Around a quarter of Leave voters now back Labour, up from 14% in the 2019 election. Strongly pro-Brexit areas swung most heavily to Labour in the local elections; the party slipped back in Remain strongholds (see chart). That makes its support more efficiently distributed to win a general election. Leave voters are also increasingly hostile to the Tories. “I was at a coronation street party in Kent and I was meeting working-class people saying ‘Nige, you should have been our prime minister’,” says Mr Farage. “But they were all voting Labour last week.”

Labour’s victory on Thanet Council, the district that contains Ramsgate, was especially striking. Mr Farage ran for Parliament here in 2005 and again in 2015, finishing second. In 2015 UKIP took control of the council, the first and last it would run. (The result was shambolic.) The area brought together two wings of UKIP’s support, notes Michael Crick, Mr Farage’s biographer: “retired colonels in blazers, enjoying a G&T after a round of golf” in towns such as Sandwich, and the white working class living on council estates around Ramsgate. Craig Mackinlay, the Tory MP, is a former UKIP bigwig.

“The issue of Brexit has faded. It’s just not on their agenda any more,” says Rick Everitt, the local Labour leader. “People’s lives are dominated by the cost of living and the health service, and they are looking for whoever can best answer those questions.” Britain’s inflation rate stood at 10.1% in the year to March, and hospital waiting lists are not yet falling. Rishi Sunak has made “Stop the Boats” one of his main pledges, but even here it is yielding him little electoral reward.

The decision of Sir Keir Starmer, the leader of the Labour Party, to make winning back older social conservatives his central objective is bearing fruit. That meant repudiating Jeremy Corbyn, his predecessor, dumping Europhilia and taking a hard line on criminal justice. “You have to overcorrect constantly for the fact that everyone sitting around the table in any Labour Party meeting is going to be from the cities, university educated and Remain-inclined,” says one party official.

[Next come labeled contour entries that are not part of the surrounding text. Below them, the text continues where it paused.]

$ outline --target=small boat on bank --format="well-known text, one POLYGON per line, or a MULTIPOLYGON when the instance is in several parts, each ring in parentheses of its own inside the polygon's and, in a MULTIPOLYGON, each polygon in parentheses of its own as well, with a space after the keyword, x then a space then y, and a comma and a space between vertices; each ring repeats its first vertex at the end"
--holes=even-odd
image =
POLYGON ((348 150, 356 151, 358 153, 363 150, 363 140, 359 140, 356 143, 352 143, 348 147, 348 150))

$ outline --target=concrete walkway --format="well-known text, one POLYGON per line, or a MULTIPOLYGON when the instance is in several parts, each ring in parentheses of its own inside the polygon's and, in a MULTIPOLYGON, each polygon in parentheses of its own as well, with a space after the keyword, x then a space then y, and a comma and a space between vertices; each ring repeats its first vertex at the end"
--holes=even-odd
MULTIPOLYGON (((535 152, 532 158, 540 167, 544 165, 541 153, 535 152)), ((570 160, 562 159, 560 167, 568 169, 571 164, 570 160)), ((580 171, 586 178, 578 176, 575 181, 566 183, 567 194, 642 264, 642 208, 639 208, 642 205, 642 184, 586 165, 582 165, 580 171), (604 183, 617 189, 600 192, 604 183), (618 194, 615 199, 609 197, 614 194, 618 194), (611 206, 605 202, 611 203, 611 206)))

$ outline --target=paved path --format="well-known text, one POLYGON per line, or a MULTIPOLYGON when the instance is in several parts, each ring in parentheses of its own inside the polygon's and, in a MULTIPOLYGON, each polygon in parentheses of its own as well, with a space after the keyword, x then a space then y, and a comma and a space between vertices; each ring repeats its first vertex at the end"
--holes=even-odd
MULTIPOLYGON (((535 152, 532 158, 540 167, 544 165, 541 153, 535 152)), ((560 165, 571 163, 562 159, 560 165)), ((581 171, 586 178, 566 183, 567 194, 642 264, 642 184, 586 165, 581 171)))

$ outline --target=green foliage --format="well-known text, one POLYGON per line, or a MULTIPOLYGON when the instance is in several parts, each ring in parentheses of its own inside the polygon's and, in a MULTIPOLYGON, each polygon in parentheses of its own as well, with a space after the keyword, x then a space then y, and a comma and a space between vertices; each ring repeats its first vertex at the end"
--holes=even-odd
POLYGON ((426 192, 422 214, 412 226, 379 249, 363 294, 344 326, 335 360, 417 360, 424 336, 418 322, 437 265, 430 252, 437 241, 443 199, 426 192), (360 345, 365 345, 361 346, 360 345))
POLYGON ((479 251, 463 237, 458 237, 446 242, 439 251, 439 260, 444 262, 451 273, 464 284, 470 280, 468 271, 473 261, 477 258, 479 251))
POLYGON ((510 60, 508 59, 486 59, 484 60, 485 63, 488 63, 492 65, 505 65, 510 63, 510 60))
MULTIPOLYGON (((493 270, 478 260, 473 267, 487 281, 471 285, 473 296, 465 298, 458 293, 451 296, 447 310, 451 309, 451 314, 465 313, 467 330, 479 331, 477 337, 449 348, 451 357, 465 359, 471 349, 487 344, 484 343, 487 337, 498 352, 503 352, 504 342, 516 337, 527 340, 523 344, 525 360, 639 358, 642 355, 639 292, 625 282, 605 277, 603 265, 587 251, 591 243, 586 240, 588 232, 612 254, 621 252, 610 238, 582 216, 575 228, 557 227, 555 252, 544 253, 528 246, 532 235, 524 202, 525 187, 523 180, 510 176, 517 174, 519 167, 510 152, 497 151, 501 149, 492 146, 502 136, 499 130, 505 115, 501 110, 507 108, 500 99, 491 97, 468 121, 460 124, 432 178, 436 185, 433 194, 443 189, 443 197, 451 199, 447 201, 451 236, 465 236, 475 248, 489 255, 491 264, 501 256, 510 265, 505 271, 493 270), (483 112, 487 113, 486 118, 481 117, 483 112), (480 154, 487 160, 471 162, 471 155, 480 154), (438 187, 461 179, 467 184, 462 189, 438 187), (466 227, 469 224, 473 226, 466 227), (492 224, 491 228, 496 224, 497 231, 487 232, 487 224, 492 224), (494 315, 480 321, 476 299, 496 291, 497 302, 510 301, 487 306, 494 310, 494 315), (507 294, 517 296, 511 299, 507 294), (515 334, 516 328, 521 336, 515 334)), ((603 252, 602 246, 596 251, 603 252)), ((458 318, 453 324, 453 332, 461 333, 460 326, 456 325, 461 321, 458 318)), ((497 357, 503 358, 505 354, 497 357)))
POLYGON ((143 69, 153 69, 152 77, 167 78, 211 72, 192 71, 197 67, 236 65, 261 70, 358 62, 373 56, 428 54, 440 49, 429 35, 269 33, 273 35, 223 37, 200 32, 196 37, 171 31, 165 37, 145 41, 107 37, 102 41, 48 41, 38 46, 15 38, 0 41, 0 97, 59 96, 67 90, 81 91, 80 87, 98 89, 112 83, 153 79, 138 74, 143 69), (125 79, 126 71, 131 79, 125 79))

UKIP’s supporters typically combined hostility to immigration with left-wing economics, and thought corporations and the rich have it too easy, notes Dr Ford. If the economy dominates their agenda, “the potential for those voters to come straight back to Labour has always been there.” Sir Keir has described his programme of state invention as a more faithful response to the Brexit referendum than the Tories’ agenda. In Ramsgate, Labour has also been helped by the pandemic-era arrival of middle-class émigrés from London.

In the story of British Euroscepticism, the local elections provided another landmark: UKIP lost all its councillors, the end point of a long retreat from political influence. Reform UK, as the Brexit Party was renamed, also failed to make headway, winning just six councillors and averaging a mere 6% of the vote in wards that it contested. That is a sign of Tory success: a long march to the right on Europe has occupied the space UKIP operated in. But it is also a big problem. In previous general elections, the Tories secured victory by winning over voters who had turned to radical-right parties during local elections. That pool is much smaller now. The towns where the Brexit revolution started are showing the first signs that it may be at an end.